Monday, Oct. 18, 1993

In Europe, Could the Bear Be Back?

By JAMES O. JACKSON

IT WAS NO DOUBT A GOOD THING THAT BORIS YELTSIN AND the forces of reform won in Russia. But it was not such a good thing that they needed the firepower of the army to do it. Although Western leaders are relieved that the armed forces came down on the more enlightened side of Moscow's political divide, they must face the disconcerting fact that the generals have earned themselves a place of power in Kremlin policymaking. Already positions have started to harden. Echoes of old, Soviet-sounding themes are being heard beneath the lighter melodies of democracy and reform. As of old, there is an attitude of suspicion toward the West and a hint of reluctance to stick to arms-reduction goals.

The first victim of Russia's military hardening, which actually preceded the showdown in Moscow, is the goal of an expanded NATO. The second may be the Treaty on Conventional Forces in Europe (CFE), one of the most important arms- reduction agreements of the past decade. "In the coup of August 1991, the military played a minor role," says Archie Brown, director of Oxford University's Russian and Eastern European Center. "This time its role was crucial. It wants its price, which means that Russia will not be as democratic as we expected. It also means that the Foreign Ministry's strongly pro-Western and liberal policies will be overshadowed by the Defense Ministry's harder line."

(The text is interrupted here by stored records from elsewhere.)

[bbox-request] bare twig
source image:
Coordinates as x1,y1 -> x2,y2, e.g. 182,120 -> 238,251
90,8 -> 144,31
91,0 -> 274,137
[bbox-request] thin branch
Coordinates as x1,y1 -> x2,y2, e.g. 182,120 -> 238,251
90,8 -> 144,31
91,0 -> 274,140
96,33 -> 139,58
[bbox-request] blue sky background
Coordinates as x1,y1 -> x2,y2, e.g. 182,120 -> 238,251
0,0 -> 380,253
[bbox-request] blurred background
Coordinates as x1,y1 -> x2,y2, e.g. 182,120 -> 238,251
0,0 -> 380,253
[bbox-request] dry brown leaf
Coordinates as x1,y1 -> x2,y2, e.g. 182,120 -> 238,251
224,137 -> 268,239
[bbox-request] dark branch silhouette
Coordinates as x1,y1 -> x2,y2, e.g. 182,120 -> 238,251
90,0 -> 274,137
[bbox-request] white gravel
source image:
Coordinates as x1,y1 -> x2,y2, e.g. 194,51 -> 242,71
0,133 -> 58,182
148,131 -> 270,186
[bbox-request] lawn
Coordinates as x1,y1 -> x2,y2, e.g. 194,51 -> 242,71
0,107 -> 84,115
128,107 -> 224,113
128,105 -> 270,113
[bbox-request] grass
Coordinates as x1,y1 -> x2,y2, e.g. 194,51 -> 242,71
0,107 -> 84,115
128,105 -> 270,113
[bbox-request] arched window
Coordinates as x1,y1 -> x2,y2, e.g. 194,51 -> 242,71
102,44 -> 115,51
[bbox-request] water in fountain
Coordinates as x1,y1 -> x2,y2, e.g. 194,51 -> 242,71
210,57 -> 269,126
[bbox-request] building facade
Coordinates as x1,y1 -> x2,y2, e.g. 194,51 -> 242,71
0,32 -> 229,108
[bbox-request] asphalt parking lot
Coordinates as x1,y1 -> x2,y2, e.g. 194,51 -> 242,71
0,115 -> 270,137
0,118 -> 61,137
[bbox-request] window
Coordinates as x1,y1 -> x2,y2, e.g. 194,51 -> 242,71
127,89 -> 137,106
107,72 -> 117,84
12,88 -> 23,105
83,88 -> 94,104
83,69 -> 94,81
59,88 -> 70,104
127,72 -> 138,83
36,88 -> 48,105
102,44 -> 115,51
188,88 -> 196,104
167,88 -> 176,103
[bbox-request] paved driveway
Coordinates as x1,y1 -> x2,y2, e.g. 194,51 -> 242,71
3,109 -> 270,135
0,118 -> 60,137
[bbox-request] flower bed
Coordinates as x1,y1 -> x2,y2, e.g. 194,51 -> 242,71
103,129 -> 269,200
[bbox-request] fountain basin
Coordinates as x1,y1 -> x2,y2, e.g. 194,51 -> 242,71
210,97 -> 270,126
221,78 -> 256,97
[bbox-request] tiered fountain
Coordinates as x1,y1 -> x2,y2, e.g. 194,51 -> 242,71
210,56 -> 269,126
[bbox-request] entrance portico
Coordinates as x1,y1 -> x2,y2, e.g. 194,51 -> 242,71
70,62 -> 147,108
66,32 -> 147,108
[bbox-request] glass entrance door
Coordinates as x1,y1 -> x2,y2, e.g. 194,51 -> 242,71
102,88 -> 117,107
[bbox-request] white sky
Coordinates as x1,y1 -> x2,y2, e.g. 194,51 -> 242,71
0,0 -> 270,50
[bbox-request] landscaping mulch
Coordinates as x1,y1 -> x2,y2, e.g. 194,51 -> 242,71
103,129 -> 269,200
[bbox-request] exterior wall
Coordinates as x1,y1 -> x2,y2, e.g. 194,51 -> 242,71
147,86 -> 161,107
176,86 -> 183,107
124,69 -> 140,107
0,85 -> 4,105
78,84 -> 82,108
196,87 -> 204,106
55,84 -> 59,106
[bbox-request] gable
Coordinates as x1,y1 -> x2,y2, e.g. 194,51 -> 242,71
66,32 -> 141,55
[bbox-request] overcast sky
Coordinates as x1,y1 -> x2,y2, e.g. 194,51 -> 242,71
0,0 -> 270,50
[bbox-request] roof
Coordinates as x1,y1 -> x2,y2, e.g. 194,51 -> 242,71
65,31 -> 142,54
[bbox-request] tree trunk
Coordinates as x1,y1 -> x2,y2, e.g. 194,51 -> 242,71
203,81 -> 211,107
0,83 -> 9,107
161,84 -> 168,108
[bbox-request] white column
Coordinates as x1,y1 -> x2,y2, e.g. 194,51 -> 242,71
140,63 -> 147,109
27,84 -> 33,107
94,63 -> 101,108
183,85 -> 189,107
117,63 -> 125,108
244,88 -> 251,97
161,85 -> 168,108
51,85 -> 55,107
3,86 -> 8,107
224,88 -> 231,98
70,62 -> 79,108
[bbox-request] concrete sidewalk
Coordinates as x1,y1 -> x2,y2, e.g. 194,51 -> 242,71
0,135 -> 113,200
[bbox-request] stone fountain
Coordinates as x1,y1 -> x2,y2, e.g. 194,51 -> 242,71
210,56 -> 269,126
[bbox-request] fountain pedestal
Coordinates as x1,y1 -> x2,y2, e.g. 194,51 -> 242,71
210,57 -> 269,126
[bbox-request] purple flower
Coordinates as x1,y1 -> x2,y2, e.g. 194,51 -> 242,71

That hard line showed up first in the form of a Yeltsin flip-flop on the notion of an expanded NATO. During an August visit to Warsaw, he had declared that Polish membership in the alliance "would not be counter to Russian interests." That was taken as a green light for drawing much of the old East bloc into the alliance, and Western policy planners immediately went to work on mechanisms for membership. First to join would be the so-called Visegrad countries -- Poland, the Czech Republic, Slovakia and Hungary -- probably by the end of the '90s. Then might come the Baltic states -- Lithuania, Latvia and Estonia -- and in the more distant future the others, possibly including parts of the former Soviet Union, including Russia itself. German Defense Minister Volker Ruhe enthusiastically lobbied the rest of the alliance to put expansion on the agenda for a NATO summit scheduled for January. "It is in our basic national interests to expand NATO and the E.C. eastward one step at a time," he said. "It doesn't take a genius to realize that."

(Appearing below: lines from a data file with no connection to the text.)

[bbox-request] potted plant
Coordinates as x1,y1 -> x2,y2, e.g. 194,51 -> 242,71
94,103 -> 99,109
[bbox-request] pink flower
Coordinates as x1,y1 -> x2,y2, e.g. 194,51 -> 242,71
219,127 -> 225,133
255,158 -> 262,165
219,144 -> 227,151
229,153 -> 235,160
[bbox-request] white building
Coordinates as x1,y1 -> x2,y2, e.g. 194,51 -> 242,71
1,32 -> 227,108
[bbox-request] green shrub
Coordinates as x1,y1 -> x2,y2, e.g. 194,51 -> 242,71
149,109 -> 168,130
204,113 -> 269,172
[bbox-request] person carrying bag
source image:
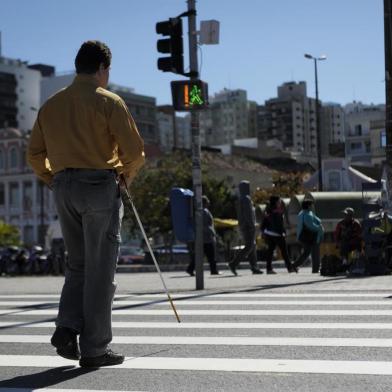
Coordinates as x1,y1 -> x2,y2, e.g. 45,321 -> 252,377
294,200 -> 324,274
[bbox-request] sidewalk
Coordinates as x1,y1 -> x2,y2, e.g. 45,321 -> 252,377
0,268 -> 392,296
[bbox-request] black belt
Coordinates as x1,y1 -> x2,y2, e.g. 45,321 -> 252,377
56,167 -> 116,174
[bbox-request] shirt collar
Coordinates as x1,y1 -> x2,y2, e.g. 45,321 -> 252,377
73,74 -> 99,87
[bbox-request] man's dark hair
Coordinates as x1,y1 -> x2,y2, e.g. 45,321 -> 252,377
75,41 -> 112,74
302,200 -> 313,210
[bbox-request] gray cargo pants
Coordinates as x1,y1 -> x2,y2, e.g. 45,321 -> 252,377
53,169 -> 123,357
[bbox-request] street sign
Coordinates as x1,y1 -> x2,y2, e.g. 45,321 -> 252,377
171,80 -> 208,111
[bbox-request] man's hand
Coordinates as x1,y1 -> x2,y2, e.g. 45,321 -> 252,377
120,174 -> 133,189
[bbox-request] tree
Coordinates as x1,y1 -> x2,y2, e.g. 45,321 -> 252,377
0,220 -> 20,246
124,151 -> 235,235
252,172 -> 304,204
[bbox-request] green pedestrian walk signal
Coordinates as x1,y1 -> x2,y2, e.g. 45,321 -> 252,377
171,80 -> 208,111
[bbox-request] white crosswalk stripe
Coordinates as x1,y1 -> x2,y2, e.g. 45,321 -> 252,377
0,292 -> 392,392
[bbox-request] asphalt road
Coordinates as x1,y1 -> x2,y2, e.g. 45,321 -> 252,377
0,269 -> 392,392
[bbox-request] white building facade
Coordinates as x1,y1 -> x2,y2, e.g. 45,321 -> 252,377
0,128 -> 56,245
345,102 -> 385,165
0,57 -> 41,132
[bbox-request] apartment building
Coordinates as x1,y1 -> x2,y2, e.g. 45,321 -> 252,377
0,57 -> 41,132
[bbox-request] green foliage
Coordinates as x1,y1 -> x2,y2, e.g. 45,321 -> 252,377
125,152 -> 235,235
252,172 -> 304,204
0,220 -> 20,246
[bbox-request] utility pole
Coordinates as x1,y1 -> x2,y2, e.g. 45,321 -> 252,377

But suddenly Yeltsin's green light turned red, and the logic of eastward expansion became less obvious. In a September letter to alliance leaders, Yeltsin warned that expansion would be destabilizing and should not go forward. He proposed instead that NATO and Russia jointly guarantee the security of the states in between -- a formula that sounded uncomfortably close to the situation of East-West polarity that existed in the bad old days. "That was clearly the result of the Russian generals' pressure," says Michael Dewar, deputy director of the London-based International Institute for Strategic Studies. "They were furious, and Yeltsin had no option but to eat his words."

Another obvious sign of Russian military pressure is an attempt to amend the CFE treaty so that Russia can move more heavy weapons southward for deployment. The Russians contend that their southern borders are threatened by civil wars in Caucasus, a circumstance unforeseen by the original treaty. Western negotiators are opposed to changes. "CFE is a good agreement," says a senior British diplomat. "The Russian generals never liked it, and now they feel in a stronger position to press Yeltsin to dilute it." Nevertheless, some Western leaders are hinting at a compromise. Manfred Worner, NATO's Secretary-General, agrees that the treaty must not be changed. But, he adds cryptically, it can be "reinterpreted."

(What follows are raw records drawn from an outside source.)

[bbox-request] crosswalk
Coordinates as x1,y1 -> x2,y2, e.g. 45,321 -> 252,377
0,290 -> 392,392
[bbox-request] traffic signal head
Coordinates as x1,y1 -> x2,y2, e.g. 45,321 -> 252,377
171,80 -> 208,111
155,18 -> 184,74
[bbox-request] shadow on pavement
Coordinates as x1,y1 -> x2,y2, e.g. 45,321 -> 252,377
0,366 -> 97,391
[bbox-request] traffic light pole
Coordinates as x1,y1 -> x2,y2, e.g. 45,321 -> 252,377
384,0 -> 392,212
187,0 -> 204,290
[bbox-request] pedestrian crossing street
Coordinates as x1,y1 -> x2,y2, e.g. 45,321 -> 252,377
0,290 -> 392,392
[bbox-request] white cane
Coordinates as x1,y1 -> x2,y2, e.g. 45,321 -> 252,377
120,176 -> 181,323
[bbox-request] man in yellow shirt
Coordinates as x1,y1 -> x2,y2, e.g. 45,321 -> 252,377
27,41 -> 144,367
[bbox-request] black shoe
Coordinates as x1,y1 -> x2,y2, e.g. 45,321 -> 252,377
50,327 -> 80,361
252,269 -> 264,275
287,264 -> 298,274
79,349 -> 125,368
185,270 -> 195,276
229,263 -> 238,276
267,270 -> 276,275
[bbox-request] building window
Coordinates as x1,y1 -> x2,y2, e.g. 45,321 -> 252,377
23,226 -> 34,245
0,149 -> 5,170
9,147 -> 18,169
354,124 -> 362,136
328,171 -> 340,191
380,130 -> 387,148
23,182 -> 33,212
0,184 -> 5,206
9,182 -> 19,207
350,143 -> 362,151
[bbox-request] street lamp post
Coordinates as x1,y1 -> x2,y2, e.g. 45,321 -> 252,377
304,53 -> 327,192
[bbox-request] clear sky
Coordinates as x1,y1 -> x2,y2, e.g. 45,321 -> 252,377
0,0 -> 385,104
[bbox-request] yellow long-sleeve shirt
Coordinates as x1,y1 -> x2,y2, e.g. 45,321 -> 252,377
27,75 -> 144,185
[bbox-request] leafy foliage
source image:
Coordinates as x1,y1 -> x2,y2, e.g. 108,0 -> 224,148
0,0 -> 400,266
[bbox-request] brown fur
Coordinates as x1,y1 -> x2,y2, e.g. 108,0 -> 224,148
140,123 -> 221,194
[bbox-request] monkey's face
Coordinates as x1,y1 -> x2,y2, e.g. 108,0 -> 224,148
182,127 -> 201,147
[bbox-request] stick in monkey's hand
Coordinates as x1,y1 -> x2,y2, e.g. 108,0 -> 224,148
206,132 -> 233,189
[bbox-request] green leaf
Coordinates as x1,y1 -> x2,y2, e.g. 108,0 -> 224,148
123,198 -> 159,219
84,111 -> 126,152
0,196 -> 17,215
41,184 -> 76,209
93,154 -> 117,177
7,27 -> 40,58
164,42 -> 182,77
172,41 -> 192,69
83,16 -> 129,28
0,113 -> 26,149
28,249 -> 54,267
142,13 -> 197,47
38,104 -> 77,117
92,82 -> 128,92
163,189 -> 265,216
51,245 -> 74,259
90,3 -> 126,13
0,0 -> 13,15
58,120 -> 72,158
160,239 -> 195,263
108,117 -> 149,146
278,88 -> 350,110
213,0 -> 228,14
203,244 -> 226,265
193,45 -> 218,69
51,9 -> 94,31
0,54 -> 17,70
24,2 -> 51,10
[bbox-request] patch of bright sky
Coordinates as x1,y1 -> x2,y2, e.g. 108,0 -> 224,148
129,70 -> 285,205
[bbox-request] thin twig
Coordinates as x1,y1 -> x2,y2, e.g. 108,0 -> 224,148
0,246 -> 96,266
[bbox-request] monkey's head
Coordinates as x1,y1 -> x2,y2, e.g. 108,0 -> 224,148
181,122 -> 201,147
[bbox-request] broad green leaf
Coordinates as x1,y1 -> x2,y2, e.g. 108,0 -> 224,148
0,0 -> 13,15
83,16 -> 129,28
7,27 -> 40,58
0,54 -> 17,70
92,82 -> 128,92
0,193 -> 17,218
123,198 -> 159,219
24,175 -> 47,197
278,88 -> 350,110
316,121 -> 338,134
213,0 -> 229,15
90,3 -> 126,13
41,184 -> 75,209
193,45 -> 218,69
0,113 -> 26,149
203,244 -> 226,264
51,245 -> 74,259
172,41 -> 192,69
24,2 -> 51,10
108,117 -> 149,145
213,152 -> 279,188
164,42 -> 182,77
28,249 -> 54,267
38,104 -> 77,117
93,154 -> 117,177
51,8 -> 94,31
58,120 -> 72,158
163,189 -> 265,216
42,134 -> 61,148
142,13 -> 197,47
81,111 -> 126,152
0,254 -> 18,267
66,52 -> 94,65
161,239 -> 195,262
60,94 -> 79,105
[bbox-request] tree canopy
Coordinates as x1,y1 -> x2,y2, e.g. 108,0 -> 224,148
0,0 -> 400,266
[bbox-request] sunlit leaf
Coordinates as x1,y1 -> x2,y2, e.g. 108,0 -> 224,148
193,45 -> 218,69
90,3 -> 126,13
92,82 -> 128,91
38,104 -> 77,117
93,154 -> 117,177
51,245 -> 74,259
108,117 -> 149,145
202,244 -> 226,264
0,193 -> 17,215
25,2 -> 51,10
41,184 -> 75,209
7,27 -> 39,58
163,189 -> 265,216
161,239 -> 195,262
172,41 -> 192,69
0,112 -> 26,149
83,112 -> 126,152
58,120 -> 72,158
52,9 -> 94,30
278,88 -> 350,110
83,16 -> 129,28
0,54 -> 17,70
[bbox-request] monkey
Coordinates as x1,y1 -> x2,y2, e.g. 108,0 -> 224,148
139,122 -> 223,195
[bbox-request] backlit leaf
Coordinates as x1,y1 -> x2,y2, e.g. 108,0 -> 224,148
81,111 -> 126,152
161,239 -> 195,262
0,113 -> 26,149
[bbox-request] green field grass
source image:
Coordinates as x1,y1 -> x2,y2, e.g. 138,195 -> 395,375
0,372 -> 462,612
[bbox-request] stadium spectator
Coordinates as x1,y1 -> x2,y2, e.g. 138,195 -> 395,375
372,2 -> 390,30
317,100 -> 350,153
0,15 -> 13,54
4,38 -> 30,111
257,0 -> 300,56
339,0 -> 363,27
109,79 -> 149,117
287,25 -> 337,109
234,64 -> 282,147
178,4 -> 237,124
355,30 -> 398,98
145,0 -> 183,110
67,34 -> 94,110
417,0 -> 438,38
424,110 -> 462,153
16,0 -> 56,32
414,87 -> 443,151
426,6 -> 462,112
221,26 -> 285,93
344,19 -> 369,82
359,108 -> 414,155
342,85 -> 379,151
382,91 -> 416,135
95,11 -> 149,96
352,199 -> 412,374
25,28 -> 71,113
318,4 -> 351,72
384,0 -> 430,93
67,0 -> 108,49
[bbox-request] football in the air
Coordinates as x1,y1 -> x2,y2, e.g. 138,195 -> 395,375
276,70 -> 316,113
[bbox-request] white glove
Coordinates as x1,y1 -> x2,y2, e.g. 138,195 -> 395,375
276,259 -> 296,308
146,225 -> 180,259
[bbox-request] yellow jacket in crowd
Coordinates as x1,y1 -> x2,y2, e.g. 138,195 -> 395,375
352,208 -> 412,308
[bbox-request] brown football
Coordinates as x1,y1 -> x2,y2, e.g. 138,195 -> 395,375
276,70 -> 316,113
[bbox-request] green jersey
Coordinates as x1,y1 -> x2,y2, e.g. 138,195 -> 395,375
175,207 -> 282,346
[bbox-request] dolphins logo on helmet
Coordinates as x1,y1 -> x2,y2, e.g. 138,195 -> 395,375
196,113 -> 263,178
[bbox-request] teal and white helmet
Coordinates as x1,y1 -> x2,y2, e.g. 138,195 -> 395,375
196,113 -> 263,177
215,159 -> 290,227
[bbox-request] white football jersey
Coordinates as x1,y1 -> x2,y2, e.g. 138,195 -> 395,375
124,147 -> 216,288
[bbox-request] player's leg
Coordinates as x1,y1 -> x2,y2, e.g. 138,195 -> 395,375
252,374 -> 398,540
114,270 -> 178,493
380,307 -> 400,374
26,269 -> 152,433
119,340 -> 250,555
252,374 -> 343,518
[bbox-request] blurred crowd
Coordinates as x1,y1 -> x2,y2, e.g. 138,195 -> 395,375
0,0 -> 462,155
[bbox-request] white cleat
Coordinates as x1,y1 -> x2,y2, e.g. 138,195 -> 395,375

There is a similar Western softening on NATO enlargement. French Foreign Minister Alain Juppe calls it "premature," and liberals who formerly advocated expansion are having second thoughts. "I can only advise utmost caution when thinking about moving NATO eastward," says former German Foreign Minister Hans-Dietrich Genscher. "We should not exclude Russia." Among the few remaining advocates of early enlargement are the hapless Central European countries with better reasons than Russia to fear for their security. Yeltsin's flip-flop caused acute anxiety in Warsaw, Prague and Budapest. "Poland's striving toward NATO is irreversible," said Foreign Minister Krzysztof Skubiszewski. "We are against placing Poland in the gray zone between East and West."

But the countries probably will have to get used to life in the gray zone for the foreseeable future. Even Worner, an advocate of expansion, concedes that progress will be slow. He now speaks only of a "concrete perspective for bringing new Central European democracies into NATO." In a Washington speech last week, he cautioned that it "will be a lengthy road and we need to act gradually, carefully and flexibly." In the same speech Worner made a curious comparison between NATO and the Roman Empire, each providing "guarantees of security for its member countries." True, perhaps, but the problem with the Roman Empire was that it was a threat to the tribes and nations gathered sullenly on its periphery. Like the Roman Empire at its height, NATO no longer stands toe to toe with an enemy of nearly equal might. If the alliance ; expands, it must expand enough to embrace Russia, the newly powerful generals included. Anything less would be to exclude them as enemies and invite the kind of hostility enemies are expected to show.